C’est simple, Emiliano me rappelle mon copain Sébastien, avec à l’intérieur, la même étoile auprès du cœur. Lui aussi s’anime, se charge, sait devenir autre. Il porte la même générosité, la même puissance. Ce sont des paquebots humains qui transportent les autres.

Alors je lui parle de mon copain Pierrot, à m’en gonfler le cœur. Je lui parle de notre groupe, de ma meute. Il écoute en faisant oui du regard, les yeux dans mes yeux qui pleurent de joie.

Il me raconte aussi ses concours d’entrée à l’école de théâtre, et puis, 4 ans plus tard, à l’école de locuteur.

Le premier, il ne s’y était pas beaucoup préparé. Il était jeune encore. Il s’était retrouvé à une semaine du concours à ne pas savoir quoi faire. Alors il avait bûché. Comme jamais il avait travaillé auparavant. Il avait passé toutes ses journées à la bibliothèque à chercher des textes qui pourraient convenir et avait demandé à tous ses copains de chercher avec lui. Et tous, pendant une semaine, cherchèrent des textes pour leur pote Emiliano, avec la même effervescence que s’il s’était fallu éplucher le Droit pour lui éviter la peine de mort.

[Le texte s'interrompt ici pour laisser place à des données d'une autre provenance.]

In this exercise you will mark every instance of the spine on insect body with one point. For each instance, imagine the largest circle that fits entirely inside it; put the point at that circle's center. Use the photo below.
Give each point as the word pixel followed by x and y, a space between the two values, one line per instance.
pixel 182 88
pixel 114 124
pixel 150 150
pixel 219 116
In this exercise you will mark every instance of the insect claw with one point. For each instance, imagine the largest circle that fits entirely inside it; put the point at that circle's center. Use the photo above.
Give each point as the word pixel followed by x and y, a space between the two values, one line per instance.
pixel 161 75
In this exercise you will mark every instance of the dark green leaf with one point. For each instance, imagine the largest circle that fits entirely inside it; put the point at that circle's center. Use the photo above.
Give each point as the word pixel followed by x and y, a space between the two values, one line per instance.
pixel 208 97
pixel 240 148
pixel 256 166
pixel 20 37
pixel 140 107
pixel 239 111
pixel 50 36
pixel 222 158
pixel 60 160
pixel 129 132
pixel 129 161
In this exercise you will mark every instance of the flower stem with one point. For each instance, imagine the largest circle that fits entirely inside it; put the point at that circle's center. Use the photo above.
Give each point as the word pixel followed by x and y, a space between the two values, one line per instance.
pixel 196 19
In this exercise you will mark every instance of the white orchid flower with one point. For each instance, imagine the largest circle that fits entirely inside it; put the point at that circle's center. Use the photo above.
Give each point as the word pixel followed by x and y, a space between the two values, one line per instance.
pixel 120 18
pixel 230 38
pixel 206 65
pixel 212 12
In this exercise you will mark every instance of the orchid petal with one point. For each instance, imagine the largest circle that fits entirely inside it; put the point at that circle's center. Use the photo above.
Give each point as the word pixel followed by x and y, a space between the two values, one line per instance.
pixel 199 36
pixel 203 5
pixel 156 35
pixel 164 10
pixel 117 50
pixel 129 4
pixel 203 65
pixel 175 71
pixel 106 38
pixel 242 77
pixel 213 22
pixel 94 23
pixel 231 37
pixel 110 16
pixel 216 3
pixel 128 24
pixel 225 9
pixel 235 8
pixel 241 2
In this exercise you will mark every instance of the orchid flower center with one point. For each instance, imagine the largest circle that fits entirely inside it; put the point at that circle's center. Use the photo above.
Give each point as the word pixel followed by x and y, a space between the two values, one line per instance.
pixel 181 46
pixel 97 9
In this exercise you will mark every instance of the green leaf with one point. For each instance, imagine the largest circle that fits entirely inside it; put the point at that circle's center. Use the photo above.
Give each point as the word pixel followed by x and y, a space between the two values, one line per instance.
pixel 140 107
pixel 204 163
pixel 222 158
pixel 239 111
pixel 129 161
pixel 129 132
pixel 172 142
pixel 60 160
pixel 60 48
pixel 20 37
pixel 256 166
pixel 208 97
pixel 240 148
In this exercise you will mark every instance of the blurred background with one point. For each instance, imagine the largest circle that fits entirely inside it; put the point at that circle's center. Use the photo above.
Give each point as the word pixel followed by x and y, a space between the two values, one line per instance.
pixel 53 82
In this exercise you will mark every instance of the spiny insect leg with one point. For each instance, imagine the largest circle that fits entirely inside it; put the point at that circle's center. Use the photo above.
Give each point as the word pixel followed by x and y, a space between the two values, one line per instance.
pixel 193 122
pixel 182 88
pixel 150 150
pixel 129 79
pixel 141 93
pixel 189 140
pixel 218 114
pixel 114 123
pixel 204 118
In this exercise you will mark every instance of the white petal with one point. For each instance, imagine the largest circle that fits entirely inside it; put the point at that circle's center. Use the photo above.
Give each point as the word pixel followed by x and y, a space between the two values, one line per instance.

Les règles étaient claires : Il pouvait prendre n’importe quoi. Tous les jours, il en apprenait un, deux ou trois différents. Mais le stress amplifiant, ils ne lui paraissaient plus aussi bons, sa mémoire les oubliait malgré elle, alors il changeait son fusil d’épaule, jusqu’à ce qu’il n’en reste que des miettes pacifiques et que son épaule ne soit plus qu’une boule de stress à vif. Jusqu’à ce qu’il tombe sur « Soy un Espejismo ». Et il leur avait lu comme il me l’avait lu, comme si l’auteur lui même s’était pointé et avait fait mine d’interpréter à la perfection le texte d’un autre.

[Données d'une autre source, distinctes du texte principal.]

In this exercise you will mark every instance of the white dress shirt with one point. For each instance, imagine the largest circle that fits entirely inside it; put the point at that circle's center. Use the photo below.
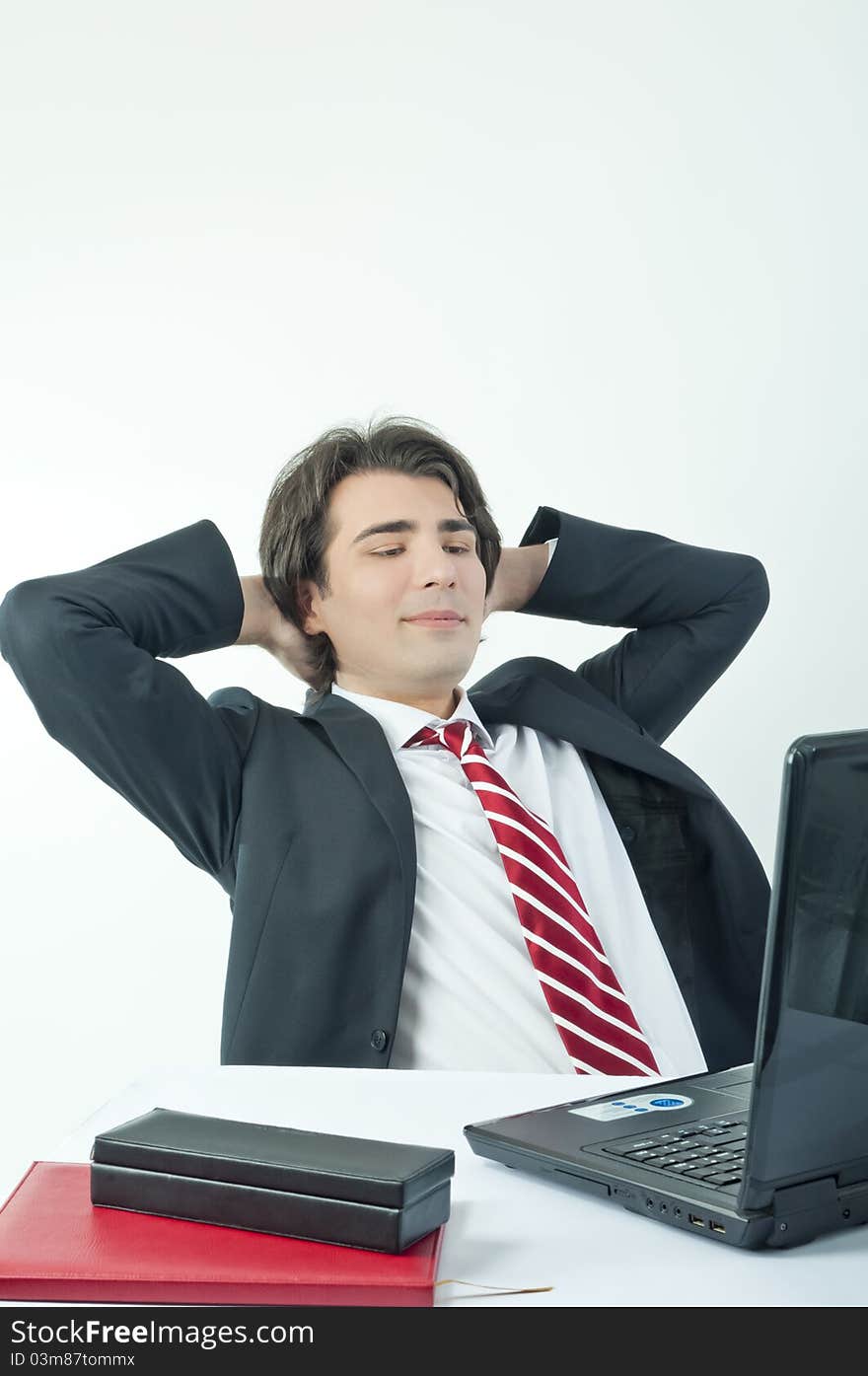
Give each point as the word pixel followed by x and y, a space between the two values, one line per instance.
pixel 470 998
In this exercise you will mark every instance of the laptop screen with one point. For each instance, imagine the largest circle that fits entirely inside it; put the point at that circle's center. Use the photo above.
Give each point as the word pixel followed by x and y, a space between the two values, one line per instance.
pixel 811 1090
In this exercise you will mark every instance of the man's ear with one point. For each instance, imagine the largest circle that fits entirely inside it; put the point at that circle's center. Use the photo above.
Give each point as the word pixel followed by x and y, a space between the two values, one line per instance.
pixel 310 616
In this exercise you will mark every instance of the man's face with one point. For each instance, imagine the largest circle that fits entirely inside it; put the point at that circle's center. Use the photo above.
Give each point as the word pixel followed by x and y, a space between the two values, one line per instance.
pixel 382 579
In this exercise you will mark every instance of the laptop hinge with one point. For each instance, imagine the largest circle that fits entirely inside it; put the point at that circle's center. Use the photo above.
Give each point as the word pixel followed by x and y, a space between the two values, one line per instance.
pixel 802 1211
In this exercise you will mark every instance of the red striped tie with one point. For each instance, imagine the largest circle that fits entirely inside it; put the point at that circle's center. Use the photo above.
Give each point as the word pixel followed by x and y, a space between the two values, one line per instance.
pixel 590 1010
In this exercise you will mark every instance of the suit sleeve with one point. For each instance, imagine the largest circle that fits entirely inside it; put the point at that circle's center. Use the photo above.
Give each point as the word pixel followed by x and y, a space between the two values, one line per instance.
pixel 693 612
pixel 86 648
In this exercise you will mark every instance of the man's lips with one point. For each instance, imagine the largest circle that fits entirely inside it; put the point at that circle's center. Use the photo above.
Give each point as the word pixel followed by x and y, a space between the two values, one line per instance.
pixel 440 618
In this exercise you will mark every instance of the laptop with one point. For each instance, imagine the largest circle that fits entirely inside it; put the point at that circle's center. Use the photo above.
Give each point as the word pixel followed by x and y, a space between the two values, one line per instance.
pixel 773 1152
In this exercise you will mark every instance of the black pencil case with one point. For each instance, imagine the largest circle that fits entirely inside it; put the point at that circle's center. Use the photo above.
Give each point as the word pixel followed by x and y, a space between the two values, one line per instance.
pixel 356 1192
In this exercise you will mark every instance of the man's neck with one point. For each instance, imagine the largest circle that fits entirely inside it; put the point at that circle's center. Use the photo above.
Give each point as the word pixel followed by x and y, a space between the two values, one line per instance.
pixel 435 704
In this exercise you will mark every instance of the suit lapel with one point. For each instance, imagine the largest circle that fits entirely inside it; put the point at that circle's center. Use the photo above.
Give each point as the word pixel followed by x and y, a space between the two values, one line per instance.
pixel 553 699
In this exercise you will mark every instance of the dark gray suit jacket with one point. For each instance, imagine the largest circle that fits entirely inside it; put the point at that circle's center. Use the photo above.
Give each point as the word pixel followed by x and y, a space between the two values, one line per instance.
pixel 304 818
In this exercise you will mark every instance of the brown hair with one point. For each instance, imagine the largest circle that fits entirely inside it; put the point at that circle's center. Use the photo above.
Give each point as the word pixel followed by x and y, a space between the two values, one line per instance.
pixel 296 533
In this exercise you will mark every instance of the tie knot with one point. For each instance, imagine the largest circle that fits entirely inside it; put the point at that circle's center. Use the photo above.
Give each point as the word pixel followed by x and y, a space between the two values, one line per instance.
pixel 456 735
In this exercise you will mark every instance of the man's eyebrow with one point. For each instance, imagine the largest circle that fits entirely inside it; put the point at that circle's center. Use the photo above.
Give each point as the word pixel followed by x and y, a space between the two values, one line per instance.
pixel 450 523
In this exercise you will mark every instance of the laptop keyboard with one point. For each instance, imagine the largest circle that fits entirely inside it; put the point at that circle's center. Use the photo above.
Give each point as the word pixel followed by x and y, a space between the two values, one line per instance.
pixel 711 1152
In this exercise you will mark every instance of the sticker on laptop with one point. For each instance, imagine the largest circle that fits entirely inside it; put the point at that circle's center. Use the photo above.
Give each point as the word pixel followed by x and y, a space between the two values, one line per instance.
pixel 634 1104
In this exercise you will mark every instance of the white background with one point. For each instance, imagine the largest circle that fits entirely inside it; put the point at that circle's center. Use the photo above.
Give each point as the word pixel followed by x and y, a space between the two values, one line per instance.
pixel 614 252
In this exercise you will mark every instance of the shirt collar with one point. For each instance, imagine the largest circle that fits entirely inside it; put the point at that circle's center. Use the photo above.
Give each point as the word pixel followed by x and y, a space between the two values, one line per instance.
pixel 399 720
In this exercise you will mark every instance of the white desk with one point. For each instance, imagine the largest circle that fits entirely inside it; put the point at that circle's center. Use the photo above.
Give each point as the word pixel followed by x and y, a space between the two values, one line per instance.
pixel 505 1228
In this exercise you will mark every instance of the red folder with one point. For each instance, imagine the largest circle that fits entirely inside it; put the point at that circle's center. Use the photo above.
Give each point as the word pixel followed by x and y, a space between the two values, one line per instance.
pixel 56 1246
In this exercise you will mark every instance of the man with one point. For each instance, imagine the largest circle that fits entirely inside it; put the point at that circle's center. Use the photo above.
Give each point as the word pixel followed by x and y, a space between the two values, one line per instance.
pixel 512 877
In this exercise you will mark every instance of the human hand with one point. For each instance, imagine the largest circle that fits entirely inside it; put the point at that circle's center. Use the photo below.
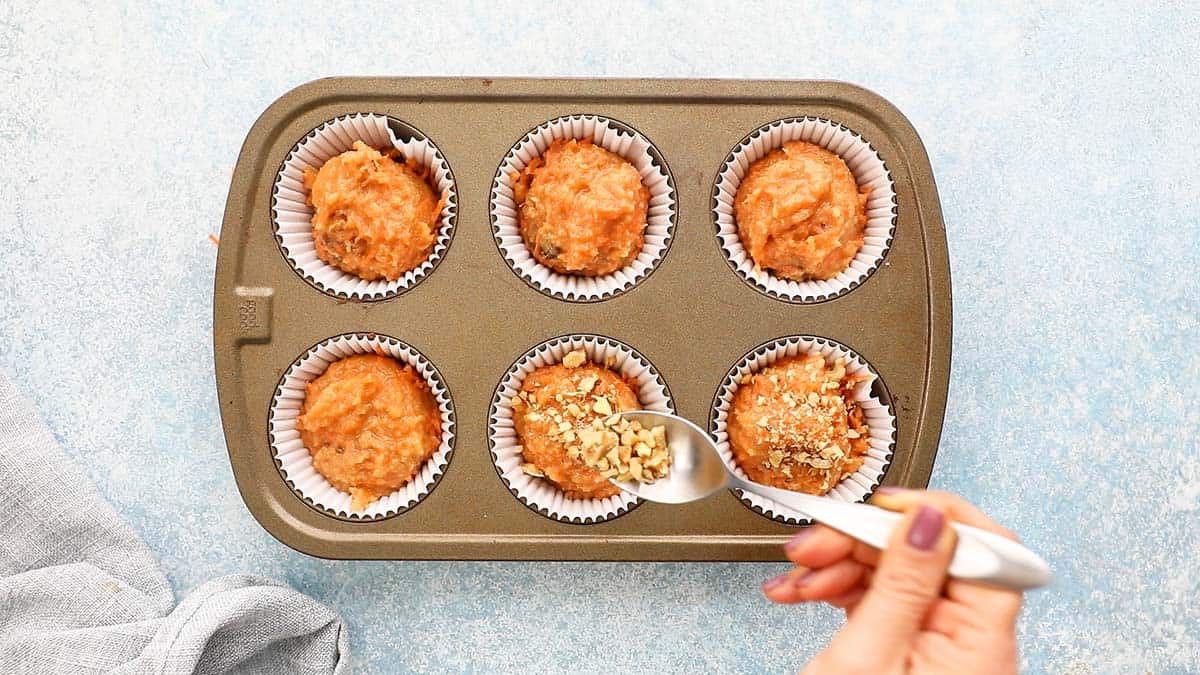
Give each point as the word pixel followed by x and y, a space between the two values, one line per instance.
pixel 903 613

La deuxième épreuve de ce concours était un jeu libre mais muet. La consigne était simple mais piégeuse :

« Quelqu’un, quelque part, attendant quelque chose ou quelqu’un. »

Si l’on ne résume pas tout le théâtre avec ça.

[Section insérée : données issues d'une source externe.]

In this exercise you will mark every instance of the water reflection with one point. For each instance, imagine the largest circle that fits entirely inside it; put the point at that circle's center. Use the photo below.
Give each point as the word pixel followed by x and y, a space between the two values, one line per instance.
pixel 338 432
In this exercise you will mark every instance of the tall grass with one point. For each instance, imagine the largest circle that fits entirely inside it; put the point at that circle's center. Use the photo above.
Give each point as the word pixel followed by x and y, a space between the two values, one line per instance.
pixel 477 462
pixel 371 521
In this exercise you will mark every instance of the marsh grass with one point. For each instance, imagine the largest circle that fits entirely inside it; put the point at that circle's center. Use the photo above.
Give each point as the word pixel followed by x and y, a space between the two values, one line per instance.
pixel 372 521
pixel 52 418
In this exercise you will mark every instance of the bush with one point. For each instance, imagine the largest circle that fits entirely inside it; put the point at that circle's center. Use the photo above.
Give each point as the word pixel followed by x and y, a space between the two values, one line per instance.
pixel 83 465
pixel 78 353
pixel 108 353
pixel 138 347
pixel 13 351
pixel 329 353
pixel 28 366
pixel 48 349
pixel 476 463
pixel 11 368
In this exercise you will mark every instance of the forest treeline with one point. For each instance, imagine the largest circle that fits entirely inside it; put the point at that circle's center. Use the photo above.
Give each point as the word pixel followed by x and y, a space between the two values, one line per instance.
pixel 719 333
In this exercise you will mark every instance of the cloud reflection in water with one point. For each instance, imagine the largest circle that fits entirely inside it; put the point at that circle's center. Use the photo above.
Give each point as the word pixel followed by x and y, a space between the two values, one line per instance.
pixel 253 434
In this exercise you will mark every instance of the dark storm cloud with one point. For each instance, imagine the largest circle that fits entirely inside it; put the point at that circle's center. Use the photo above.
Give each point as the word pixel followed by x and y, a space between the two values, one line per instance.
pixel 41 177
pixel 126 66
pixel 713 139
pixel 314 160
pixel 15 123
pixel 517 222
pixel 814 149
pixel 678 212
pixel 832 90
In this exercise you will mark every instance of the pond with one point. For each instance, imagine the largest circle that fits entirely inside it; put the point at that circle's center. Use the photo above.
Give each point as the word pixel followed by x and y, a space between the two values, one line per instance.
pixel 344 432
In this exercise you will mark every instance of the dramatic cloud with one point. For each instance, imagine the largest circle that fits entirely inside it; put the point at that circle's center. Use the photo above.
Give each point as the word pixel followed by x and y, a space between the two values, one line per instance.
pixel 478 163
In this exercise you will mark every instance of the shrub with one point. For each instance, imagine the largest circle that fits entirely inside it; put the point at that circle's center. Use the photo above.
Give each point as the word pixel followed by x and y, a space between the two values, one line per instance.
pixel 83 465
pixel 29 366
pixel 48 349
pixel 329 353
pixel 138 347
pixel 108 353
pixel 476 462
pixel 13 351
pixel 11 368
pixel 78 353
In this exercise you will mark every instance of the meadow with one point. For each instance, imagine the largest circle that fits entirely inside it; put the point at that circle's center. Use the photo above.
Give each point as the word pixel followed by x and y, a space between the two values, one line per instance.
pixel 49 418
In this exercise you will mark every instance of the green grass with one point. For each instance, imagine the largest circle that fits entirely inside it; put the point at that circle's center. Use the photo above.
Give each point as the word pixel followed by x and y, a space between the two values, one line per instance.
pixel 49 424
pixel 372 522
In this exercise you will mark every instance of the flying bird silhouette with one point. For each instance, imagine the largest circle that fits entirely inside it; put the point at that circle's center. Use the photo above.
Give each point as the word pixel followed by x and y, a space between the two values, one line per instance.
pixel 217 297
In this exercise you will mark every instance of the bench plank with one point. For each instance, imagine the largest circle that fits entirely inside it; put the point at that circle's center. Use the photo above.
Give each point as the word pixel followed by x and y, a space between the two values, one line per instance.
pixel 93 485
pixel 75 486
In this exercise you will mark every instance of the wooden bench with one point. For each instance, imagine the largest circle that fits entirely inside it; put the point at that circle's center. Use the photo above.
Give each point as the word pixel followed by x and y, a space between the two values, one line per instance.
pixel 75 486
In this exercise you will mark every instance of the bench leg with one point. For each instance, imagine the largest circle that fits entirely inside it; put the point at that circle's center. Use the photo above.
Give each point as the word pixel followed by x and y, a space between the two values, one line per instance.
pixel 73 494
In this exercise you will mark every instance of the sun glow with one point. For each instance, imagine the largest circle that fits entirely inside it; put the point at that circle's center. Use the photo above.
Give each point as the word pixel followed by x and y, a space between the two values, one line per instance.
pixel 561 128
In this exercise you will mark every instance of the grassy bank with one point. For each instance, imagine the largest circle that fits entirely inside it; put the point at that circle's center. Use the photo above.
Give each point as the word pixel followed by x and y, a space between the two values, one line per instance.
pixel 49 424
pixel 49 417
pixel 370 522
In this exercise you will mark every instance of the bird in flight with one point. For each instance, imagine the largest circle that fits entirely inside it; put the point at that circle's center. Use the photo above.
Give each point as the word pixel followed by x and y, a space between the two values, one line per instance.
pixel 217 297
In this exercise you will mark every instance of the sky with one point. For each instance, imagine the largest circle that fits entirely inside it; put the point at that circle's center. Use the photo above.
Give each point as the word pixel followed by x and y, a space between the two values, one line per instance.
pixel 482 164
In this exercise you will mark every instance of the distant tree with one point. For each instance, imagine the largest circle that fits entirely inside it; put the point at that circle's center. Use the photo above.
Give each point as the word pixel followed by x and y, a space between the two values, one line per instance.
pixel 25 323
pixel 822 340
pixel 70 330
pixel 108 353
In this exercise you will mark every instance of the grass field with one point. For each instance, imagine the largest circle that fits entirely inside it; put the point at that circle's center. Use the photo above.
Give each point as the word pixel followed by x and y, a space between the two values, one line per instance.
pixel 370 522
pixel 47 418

Y réfléchir trente secondes suffit pour se rendre compte de l’étendue des possibilités soulevées par un tel thème. Toutes les pièces, toutes les scènes y passent. Une seule contrainte véritable, l’essence du théâtre : choisir.

Ce que tu montreras sera une proposition, un choix, ton choix. Les gestes que tu feras et ceux que tu ne feras pas, quand voix il y a, les intonations que tu mettras et celle que tu ne mettras pas, les silences, la mise en scène, les lumières, le décor, la musique, pourquoi, comment, à chaque instant. Car ça vit, le théâtre est vivant, et chaque instant est une toile, un faisceau dense de choix que l’acteur doit assumer sans sourciller, droit dans ses bottes, au risque de n’être qu’une pacotille ridicule à laquelle on voudrait bien croire, mais qui ne nous en donne pas vraiment la chance.

Dans le salon de son appartement, je l’ai vu s’avancer avec dans le regard le jury de ce jour-là. Il est allé s’asseoir en silence, après m’avoir dit qu’il avait disposé, ce jour-là, trois chaises face public, et avait commencé à attendre. Imperceptiblement d’abord, puis de plus en plus visiblement, il avait joué l’attente et l’anxiété de quelqu’un qui attend une réponse. Un courrier d’un jury peut-être. Ou bien un docteur au sortir d’une salle d’opération. Progressivement, il s’était chargé devant mes yeux, comme il s’était chargé ce jour-là, ouvrant les vannes du cœur pour y voir déborder le corps.

Il n’y avait pas de « qua-si-im-pos-si-ble » cette fois-ci, mais je n’ai pas pu m’empêcher de vendre la mèche.

Il y est entré dans ce conservatoire.

Et jury, ce soir-là, je n’aurais pas fait d’autre choix.